You'd hate UK diving - cold, crap viz and loads of entanglement. The North sea is like diving in mud.I hold TDI and IANTD technical instructor certifications with all the specialties. All overhead environments present challenges, but there are plenty of very friendly caves and plenty of very deadly wrecks. There are seemly serene dives that are quite dangerous if you do not make the proper preparations. You can't blanket statement anything. You have to take into consideration tides, currents, entanglements and gear snags, seam squeezing, depth, visibility, temperatures, profiles, gas switches, all of it. Nothing is dangerous if you know what you are doing. Everything is, including a 20' reef dive in warm, clear water, if you don't. It's like anything else. Proper prior planning, emergency procedures, and keeping your cool.

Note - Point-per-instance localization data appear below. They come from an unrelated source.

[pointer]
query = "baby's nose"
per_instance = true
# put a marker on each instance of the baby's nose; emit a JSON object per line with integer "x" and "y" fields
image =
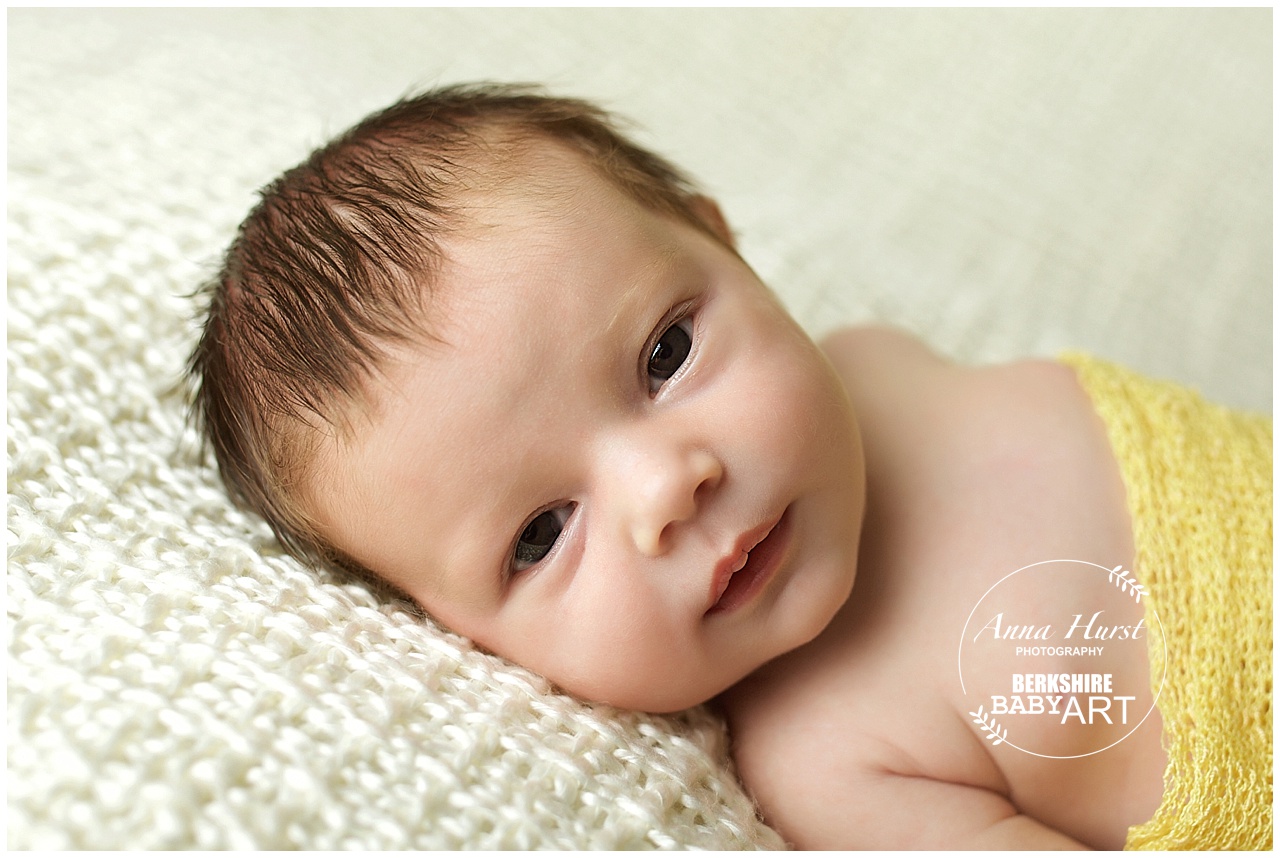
{"x": 668, "y": 492}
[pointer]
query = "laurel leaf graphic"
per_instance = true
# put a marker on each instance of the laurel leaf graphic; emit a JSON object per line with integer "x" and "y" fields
{"x": 995, "y": 733}
{"x": 1127, "y": 583}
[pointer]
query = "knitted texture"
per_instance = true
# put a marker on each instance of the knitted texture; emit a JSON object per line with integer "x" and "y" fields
{"x": 1198, "y": 480}
{"x": 176, "y": 681}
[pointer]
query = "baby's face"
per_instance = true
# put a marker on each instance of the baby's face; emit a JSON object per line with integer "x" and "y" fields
{"x": 625, "y": 466}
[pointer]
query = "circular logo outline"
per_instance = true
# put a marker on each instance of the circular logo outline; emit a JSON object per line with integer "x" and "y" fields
{"x": 1129, "y": 584}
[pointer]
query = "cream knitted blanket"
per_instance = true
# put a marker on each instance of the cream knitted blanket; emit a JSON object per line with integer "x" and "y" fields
{"x": 1001, "y": 183}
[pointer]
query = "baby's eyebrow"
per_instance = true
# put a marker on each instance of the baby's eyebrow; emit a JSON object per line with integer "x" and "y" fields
{"x": 641, "y": 287}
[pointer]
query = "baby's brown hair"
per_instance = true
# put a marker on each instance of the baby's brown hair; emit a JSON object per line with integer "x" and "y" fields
{"x": 339, "y": 258}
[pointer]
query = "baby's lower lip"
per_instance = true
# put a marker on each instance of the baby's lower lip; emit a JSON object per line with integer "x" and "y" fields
{"x": 762, "y": 562}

Speaking only for myself, I'd rather dive an unmapped cave in Florida than many of the cold water, East Coast wrecks that are popular with the technical crowd like the Andrea Doria, The Oregon, and The San Diego. The Andrea Doria in particular is a mincer, and is dangerous as hell because of the depth (the good stuff is at the bottom), current, notoriously low visibility, and how many entanglements are lurking everywhere (including fishing nets and heavy commercial fishing lines from people fishing the wreck). I did it once, as a young man and don't care to do it as an old one.
That said, Scotland is at least clear, and the whiskey is warming when you dock.